C’était une petite pièce avec un grand lit, un petit fauteuil et ma table d’enfant. J’entends encore les poignées de cuivre de la commode retombant sur le bois et faisant ce petit claquement si particulier. Il n’y avait rien dans cette chambre, si ce n’est beaucoup d’amour. Comme j’y étais bien, et quelles heures tranquilles j’y ai vécues, bien plus heureux que dans les appartements paternels. La seule chose qui me fatiguait, c’était ces grands escaliers qu’il me fallait grimper. Mais il suffisait que je demande à ma chère Marie de me porter, et aussitôt, elle me prenait dans ses gros et grands bras aimants. Je me laissais emporter dans un tourbillon de tissus et de parfums au dernier étage de cet immeuble, qui me semblait être le paradis.

Avec mon père, il me fallait marcher, où qu’on aille. Je ne devais pas marquer de signe de fatigue sous peine de me faire traiter de mauviette.

Il y avait d’autres femmes qui m’intéressaient à cette époque-là.

Même si je ne saisissais pas véritablement les raisons de leur présence continuelle dans la rue, elles me fascinaient. Je comprends mieux aujourd’hui pourquoi ma bonne Marie me faisait accélérer le pas lorsque nous passions à côté d’elles pour nous rendre rue Clauzel. J’allais souvent me planter devant la vitrine du changeur où s’étalaient des monnaies, des coupons périmés et des assignats des siècles passés. Mais je me moquais pas mal de tout ça. Ce qui me fascinait, c’était ces femmes maquillées que j’apercevais dans le reflet de la vitrine, habillées de couleurs vives.
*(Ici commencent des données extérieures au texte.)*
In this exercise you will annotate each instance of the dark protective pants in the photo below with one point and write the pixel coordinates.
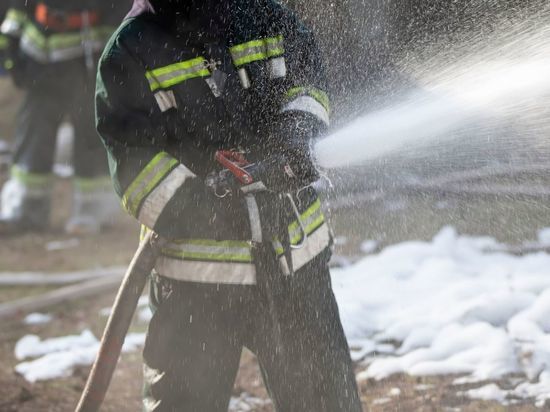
(65, 91)
(197, 333)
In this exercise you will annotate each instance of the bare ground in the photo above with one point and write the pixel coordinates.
(116, 247)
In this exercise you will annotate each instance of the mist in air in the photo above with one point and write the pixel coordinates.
(472, 86)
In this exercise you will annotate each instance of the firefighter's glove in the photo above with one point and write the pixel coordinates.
(275, 174)
(223, 183)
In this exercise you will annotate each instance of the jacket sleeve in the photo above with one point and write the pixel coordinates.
(154, 186)
(303, 107)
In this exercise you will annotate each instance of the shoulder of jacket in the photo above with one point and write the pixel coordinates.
(134, 36)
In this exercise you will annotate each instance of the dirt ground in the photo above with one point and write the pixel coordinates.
(115, 247)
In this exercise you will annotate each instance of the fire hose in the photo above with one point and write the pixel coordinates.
(131, 289)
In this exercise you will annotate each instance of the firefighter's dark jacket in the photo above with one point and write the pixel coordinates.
(54, 32)
(170, 92)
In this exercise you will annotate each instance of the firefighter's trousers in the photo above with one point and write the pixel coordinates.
(197, 334)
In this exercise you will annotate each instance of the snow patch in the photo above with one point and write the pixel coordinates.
(37, 319)
(58, 357)
(451, 306)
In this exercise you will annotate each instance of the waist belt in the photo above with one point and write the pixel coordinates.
(60, 20)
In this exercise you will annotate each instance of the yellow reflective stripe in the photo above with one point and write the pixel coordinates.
(4, 42)
(31, 179)
(274, 46)
(167, 76)
(61, 41)
(257, 50)
(319, 95)
(156, 170)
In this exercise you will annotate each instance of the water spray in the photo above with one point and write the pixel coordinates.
(498, 80)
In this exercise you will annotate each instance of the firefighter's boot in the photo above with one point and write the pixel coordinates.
(95, 207)
(24, 209)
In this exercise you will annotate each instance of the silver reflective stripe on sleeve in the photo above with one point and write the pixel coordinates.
(155, 202)
(254, 217)
(309, 105)
(315, 244)
(207, 272)
(166, 100)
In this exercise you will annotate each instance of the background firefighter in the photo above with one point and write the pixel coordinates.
(179, 81)
(53, 48)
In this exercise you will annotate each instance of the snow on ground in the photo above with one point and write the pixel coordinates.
(37, 319)
(447, 306)
(58, 357)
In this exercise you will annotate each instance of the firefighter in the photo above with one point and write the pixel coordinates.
(53, 49)
(247, 260)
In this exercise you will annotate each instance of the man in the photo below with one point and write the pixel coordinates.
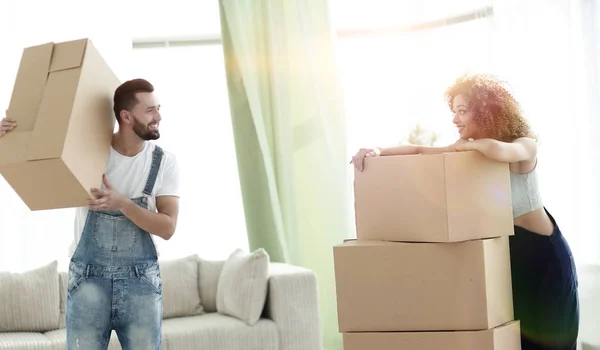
(114, 278)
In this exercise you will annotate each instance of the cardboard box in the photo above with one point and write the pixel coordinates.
(397, 287)
(505, 337)
(446, 197)
(62, 102)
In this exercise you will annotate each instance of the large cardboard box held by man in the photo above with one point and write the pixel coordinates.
(397, 287)
(504, 337)
(447, 197)
(62, 102)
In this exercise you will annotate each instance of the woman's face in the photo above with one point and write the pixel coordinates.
(464, 118)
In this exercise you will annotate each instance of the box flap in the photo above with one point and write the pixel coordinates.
(25, 102)
(56, 107)
(68, 55)
(13, 147)
(29, 86)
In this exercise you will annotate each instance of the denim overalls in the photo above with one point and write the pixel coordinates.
(114, 281)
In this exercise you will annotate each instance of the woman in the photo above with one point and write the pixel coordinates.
(489, 120)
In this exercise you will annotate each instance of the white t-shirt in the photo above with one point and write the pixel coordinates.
(128, 176)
Je voyais bien qu’elles abordaient les messieurs d’une manière confidentielle, mais je ne me doutais pas de ce qu’elles pouvaient leur dire.

J’imaginais qu’elles leur demandaient des renseignements, ou qu’elles leur proposaient des marchandises qu’elles auraient dissimulées dans les maisons alentour. Certains passaient leur chemin, l’air outré, sans même leur répondre. D’autres, au contraire, se laissaient souffler quelques mots à l’oreille avant de disparaître par une porte dérobée.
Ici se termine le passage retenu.